Das Grab Karl Felix Wolffs und seines Bruders Richard ist auch heute noch auf dem Städtischen Friedhof Oberau Bozen zu finden (zona monumentale maggiore/große Monumentalzone, 95-bis). Beide Nachlassteile sind mittlerweile in einem großen Regal im Brenner-Archiv vereint. Für den „Steiger-Universitätsarchiv-Teil“ wurde eine neue Nachlassnummer vergeben, denn er hatte seine eigene Geschichte (Provenienzprinzip).

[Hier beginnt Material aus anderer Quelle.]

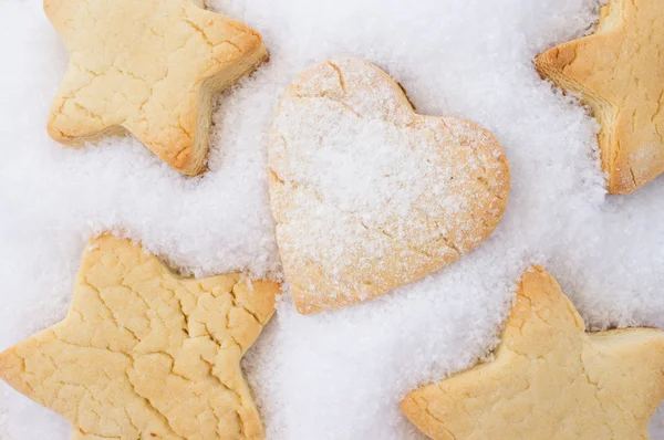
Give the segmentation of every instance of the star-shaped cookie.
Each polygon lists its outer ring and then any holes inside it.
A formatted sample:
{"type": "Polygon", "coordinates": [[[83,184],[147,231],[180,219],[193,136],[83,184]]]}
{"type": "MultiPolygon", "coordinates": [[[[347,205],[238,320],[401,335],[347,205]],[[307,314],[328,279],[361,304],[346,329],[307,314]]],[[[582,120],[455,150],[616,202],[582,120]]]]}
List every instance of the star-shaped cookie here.
{"type": "Polygon", "coordinates": [[[662,29],[661,1],[612,0],[594,34],[536,60],[542,76],[592,107],[612,193],[631,192],[664,171],[662,29]]]}
{"type": "Polygon", "coordinates": [[[664,333],[584,333],[556,280],[521,280],[495,360],[411,392],[405,415],[433,439],[647,439],[664,398],[664,333]]]}
{"type": "Polygon", "coordinates": [[[75,439],[262,439],[240,358],[280,287],[183,279],[128,240],[91,241],[68,316],[0,354],[0,377],[75,439]]]}
{"type": "Polygon", "coordinates": [[[44,0],[71,52],[48,130],[63,144],[132,133],[203,171],[212,94],[263,62],[258,32],[195,0],[44,0]]]}

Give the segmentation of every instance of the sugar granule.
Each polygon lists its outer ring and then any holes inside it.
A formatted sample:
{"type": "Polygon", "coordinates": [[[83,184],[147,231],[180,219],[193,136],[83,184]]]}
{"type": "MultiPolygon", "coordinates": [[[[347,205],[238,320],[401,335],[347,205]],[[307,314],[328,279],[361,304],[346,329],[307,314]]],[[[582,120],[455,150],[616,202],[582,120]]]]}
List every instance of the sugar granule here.
{"type": "MultiPolygon", "coordinates": [[[[664,181],[606,197],[595,122],[531,62],[590,32],[596,1],[207,3],[258,29],[271,61],[219,99],[210,170],[191,179],[132,138],[80,150],[49,140],[66,51],[41,2],[0,2],[0,349],[64,316],[86,238],[103,229],[122,229],[183,272],[278,275],[268,130],[298,73],[339,55],[386,70],[421,114],[489,128],[510,163],[510,201],[487,242],[417,283],[314,316],[298,315],[287,295],[243,364],[268,438],[421,439],[401,397],[497,343],[513,281],[533,262],[593,328],[664,326],[664,181]]],[[[653,439],[664,438],[663,420],[661,409],[653,439]]],[[[64,440],[70,427],[0,384],[0,437],[64,440]]]]}

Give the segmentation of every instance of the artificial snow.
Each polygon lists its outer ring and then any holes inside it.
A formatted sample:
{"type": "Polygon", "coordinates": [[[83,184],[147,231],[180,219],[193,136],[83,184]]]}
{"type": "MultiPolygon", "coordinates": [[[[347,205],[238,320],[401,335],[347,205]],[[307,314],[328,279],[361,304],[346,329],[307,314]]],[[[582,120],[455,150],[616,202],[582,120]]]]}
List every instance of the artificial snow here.
{"type": "MultiPolygon", "coordinates": [[[[505,148],[501,224],[458,262],[380,298],[301,316],[284,295],[243,366],[269,439],[421,439],[405,392],[497,343],[531,263],[592,328],[664,327],[664,180],[609,197],[595,122],[532,57],[591,31],[596,0],[215,0],[259,30],[271,59],[224,94],[210,170],[179,176],[133,138],[70,149],[45,119],[66,51],[38,0],[0,2],[0,349],[56,323],[91,234],[123,231],[183,273],[280,275],[267,145],[287,85],[314,62],[366,59],[417,112],[461,116],[505,148]]],[[[69,425],[0,384],[0,439],[68,439],[69,425]]],[[[664,438],[664,411],[651,423],[664,438]]]]}

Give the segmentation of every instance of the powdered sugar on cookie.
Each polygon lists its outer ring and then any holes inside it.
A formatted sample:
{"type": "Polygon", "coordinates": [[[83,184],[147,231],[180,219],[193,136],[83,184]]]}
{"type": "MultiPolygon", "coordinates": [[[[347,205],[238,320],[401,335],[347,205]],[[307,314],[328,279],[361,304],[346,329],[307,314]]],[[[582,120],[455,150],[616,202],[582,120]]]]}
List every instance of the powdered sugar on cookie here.
{"type": "Polygon", "coordinates": [[[380,69],[340,59],[287,91],[271,201],[298,308],[351,304],[456,260],[496,227],[509,170],[490,133],[415,114],[380,69]]]}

Warum ist aber der eine Teil ins Universitätsarchiv gelangt? Der wahrscheinlichste Grund ist trivial: Das Universitätsarchiv und das Brenner-Archiv haben lange Tür an Tür residiert und Bestände in gemeinsamen Depoträumen aufbewahrt (bis 1985) – wahrscheinlich hat jemand diese Kassetten auf die falsche Seite des Raumes geschoben … 

Die Hinweise von Ulrike Kindl stammen aus: Ulrike Kindl: Kritische Lektüre der Dolomitensagen von Karl Felix Wolff. Bd. 1. Einzelsagen. San Martin de Tor: Istitut Ladin „Micurà de Rü“ 1983, 178.